RPT-Czech communist show trial reaps success as opera
PRAGUE, April 25 (Reuters) – A Czech opera based on communist-era death sentences against a leading democrat and her colleagues confronts its audience with a performance that mimics her carefully choreographed show trial.
Milada Horakova was jailed by the Nazis from 1940 until 1945 but posed an even bigger danger to the communist rulers who took power in 1948 and began weeding out all democratic opposition.
In her court case, which according to historians was inspired by Stalin’s show trials of the 1930s, Horakova was condemned to death on trumped-up charges of treason and espionage and hanged on June 27, 1950, with three others.
Composer Ales Brezina has turned the powerful story into an opera called “Tomorrow will…”, citing actual police and courtmaterial with the aim of confronting the audience with the brutal chapter in Czech history.
“(The trial) was produced as theatre; the script was written ahead of time; there were rehearsals; testimonies were learned by heart,” he said.
“The main difference is that no one is executed at the end of our opera, but otherwise it was prepared in a similar way to the trial itself.”
The opera, which opened on April 9, has won strong reviews.
“It highlights the absurdity of the Communist machinery in a subdued way.
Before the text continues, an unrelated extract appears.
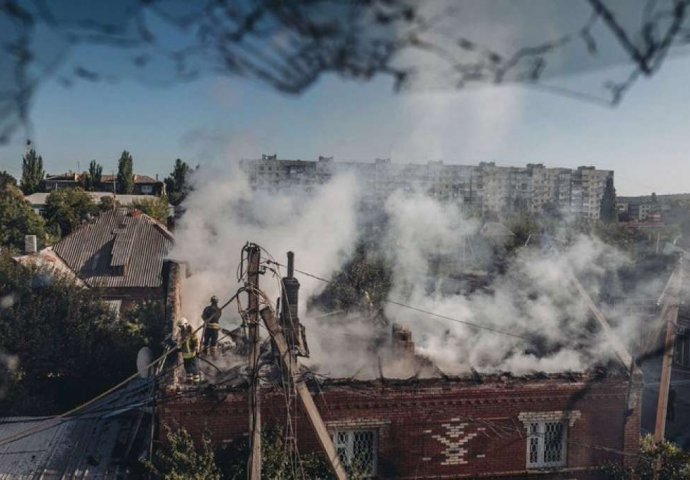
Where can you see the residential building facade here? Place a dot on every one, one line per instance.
(483, 188)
Despite that, the lyrical work conveys a real and strong experience,” wrote the daily Hospodarske Noviny.
Brezina said he meant not to focus only on Horakova, but on the collision of a free mind with a repressive system.
“It is an opera about which stances people take when there is a conflict between a mass of those who give up their right of individual thinking and an individual who wants to keep it,” he said.
To show how fast anyone can turn criminal, singers swap roles in the performance, and a semi-transparent mirror reflects the audience to stress the public’s role.
Horakova dons a tight dark coat, while prosecutors wear butchers’ aprons stained with blood or suits covered with aggressive titles from 1950s communist newspapers.
In real life, one of Horakova’s prosecutors, 85-year-old Ludmila Brozova-Polednova, was sentenced last year to eight years in prison for complicity to murder in the case.
But another court ruled the issue was past the statute of limitations and the case now lingers at the High Court.
The Czechs have in general been rather slow in prosecuting top Communists for committing crimes under their 40 years of Moscow-backed rule. A very few, usually lower-ranking, officials have been jailed for abuse of office.
The Communist Party stepped down peacefully in the 1989 ”Velvet Revolution”. It is now the third strongest party in parliament.